PUBLISHED: 19:12 EST, 21 June 2012 | UPDATED: 19:12 EST, 21 June 2012
Moody’s cut the ratings of global lenders including Bank of America, JP Morgan and Goldman Sachs on the grounds that their growth prospects were sinking.
The downgrade came after several pieces of bad news caused the Dow Jones Industrial Average to fall by two per cent.
The economic outlook became so bad by the end of the day that Goldman Sachs advised its clients to start betting against the stock market.
Announcing the downgrade, Moody’s said it was especially concerned about banks with significant financial markets businesses because those markets have become so volatile.
These banks were vulnerable to ‘outsized losses,’ Moody’s global banking managing director Greg Bauer said in a statement.
The giant companies are all major players in the global stock and bond markets, which have become extremely unpredictable.
The downgrades come at a time of great uncertainty in the global economy. Europe’s currency union is under threat, the U.S. economy is slowing and the red-hot economies of India, Brazil and China are cooling.
On Thursday the Dow plunged 251 points, its second-worst loss of the year, as new reports indicating slower manufacturing in the U.S. and China made investors fearful that the global economy could be heading for another slump.
The only good news was apparently at the pump. The price of oil fell Thursday to its lowest level in almost nine months – $78.20 a barrel.

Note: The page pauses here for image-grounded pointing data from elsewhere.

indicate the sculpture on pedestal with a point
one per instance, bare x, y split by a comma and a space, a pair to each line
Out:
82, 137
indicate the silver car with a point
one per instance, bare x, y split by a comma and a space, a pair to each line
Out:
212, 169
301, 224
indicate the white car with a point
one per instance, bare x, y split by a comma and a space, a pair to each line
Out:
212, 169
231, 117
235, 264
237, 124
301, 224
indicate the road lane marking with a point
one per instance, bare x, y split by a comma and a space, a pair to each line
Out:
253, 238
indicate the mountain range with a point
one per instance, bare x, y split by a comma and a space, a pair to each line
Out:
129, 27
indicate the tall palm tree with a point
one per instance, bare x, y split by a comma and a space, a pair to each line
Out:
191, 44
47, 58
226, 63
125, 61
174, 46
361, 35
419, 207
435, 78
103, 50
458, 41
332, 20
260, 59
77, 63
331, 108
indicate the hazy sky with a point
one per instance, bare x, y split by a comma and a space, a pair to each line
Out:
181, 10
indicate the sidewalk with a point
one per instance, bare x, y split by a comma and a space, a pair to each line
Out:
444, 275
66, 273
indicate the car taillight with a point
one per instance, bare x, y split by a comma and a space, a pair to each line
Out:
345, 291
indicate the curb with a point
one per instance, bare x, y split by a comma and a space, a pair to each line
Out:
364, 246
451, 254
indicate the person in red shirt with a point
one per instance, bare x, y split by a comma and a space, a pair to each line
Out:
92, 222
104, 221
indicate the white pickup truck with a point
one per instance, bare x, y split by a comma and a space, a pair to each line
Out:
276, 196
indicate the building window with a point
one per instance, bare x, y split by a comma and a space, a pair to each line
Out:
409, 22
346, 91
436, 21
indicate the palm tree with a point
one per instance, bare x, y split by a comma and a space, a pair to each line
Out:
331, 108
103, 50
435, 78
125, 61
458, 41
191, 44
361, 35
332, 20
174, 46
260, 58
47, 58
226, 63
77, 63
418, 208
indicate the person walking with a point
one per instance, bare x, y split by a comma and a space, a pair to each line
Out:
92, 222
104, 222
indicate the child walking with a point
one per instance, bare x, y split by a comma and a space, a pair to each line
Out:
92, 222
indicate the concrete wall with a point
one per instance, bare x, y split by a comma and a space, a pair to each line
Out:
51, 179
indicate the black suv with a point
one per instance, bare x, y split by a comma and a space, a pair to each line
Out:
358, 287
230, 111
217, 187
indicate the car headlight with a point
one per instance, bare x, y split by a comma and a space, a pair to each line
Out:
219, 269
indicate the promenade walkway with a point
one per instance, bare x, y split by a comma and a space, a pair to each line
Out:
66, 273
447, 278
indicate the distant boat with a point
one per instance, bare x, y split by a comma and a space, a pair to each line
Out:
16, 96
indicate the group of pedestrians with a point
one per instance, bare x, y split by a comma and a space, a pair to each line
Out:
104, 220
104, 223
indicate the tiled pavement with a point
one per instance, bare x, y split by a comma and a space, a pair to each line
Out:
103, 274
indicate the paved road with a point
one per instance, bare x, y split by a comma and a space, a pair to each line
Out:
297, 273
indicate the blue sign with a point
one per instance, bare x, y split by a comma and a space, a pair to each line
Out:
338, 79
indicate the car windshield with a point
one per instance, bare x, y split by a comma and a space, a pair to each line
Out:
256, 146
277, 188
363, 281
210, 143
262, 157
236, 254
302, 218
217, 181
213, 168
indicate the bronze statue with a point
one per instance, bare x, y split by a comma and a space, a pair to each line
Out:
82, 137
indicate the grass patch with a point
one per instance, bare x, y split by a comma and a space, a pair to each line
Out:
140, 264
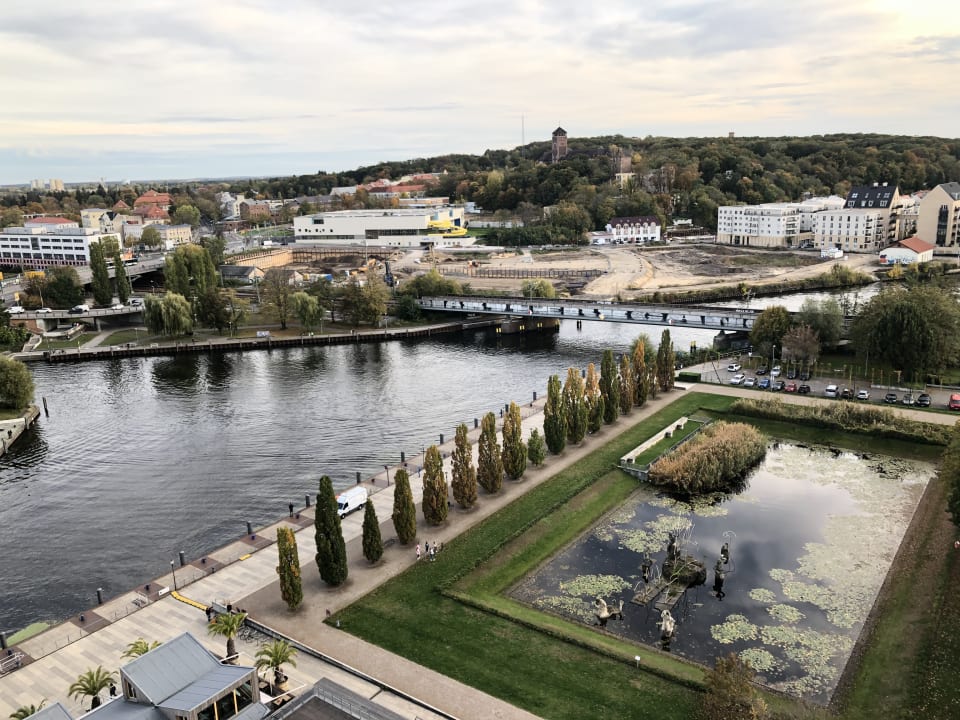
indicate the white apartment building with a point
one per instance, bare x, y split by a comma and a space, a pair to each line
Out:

Gasoline was way down, too, at $3.47 a gallon, 46 cents below its peak in early April.
In Britain, homeowners and businesses faced the threat of higher borrowing costs last night after the country’s biggest banks suffered humiliating downgrades to their credit ratings.
Barclays, HSBC, Royal Bank of Scotland and Lloyds Banking Group saw their debt scores slashed amid growing fears of a meltdown in the eurozone.
The move means these banks could be forced to pay billions of pounds extra to raise funds – which, in turn, could push up rates on loans and mortgages for households and small businesses across the country.
Several lenders including Halifax, part of state-backed Lloyds, have already ratcheted up their mortgage rates as their own funding costs have increased, piling misery on cash-strapped families.
According to Gary Greenwood, a banking analyst at Shore Capital, a stockbroking firm, the downgrades could have a further impact on households and companies.
He said: ‘Banks will do what they always do which is pass on any increase in their costs to customers in the form of expensive loans and mortgages.’
Last week Bank of England Governor Sir Mervyn King effectively wrote banks a blank cheque, promising to provide them with ‘whatever liquidity they require given the prospect of turbulence ahead’.
In conjunction with the Treasury, the Bank unveiled two new stimulus packages worth £140billion a year to keep the banks afloat and encourage them to increase lending to cash-starved households and small businesses.
On Wednesday, it held its first monthly auction of £5billion in cheap loans, under the new £60billion a year ‘Extended Collateral Term Repo’ scheme.
Details of a separate £80billion-a-year ‘funding for lending’ package designed to boost lending to the economy will be announced in the coming weeks. But there are fears that customers could still end up paying more.
RBS, which is 82 per cent owned by taxpayers, admitted it would have to raise its cash cushion by £9billion as a result of the downgrade.
Credit ratings are used by markets as a key barometer of financial health and reflect confidence in the ability of a firm – or a customer or country – to repay money.
The lower the credit rating of a bank the more they have to pay to borrow money on the wholesale markets that they need to lend to households and businesses.
In February, Moody’s warned that it was looking at 100 firms in Europe and a handful in the US amid the escalating debt crisis in the eurozone. The agency has already downgraded major banks in several European countries, including Spain and Italy, with Spanish-owned Santander UK affected last month.
Santander, which has 25million customers in the UK, said it experienced a ‘heightened state of activity’ in branches from customers but claimed things are back to normal.
RBS last night said it ‘disagreed’ with the decision by Moody’s and said it was ‘backward looking and does not give adequate credit for the substantial improvements’ to the group’s finances.
Lloyds said: ‘We believe this change will have limited impact on our funding costs and market capacity.’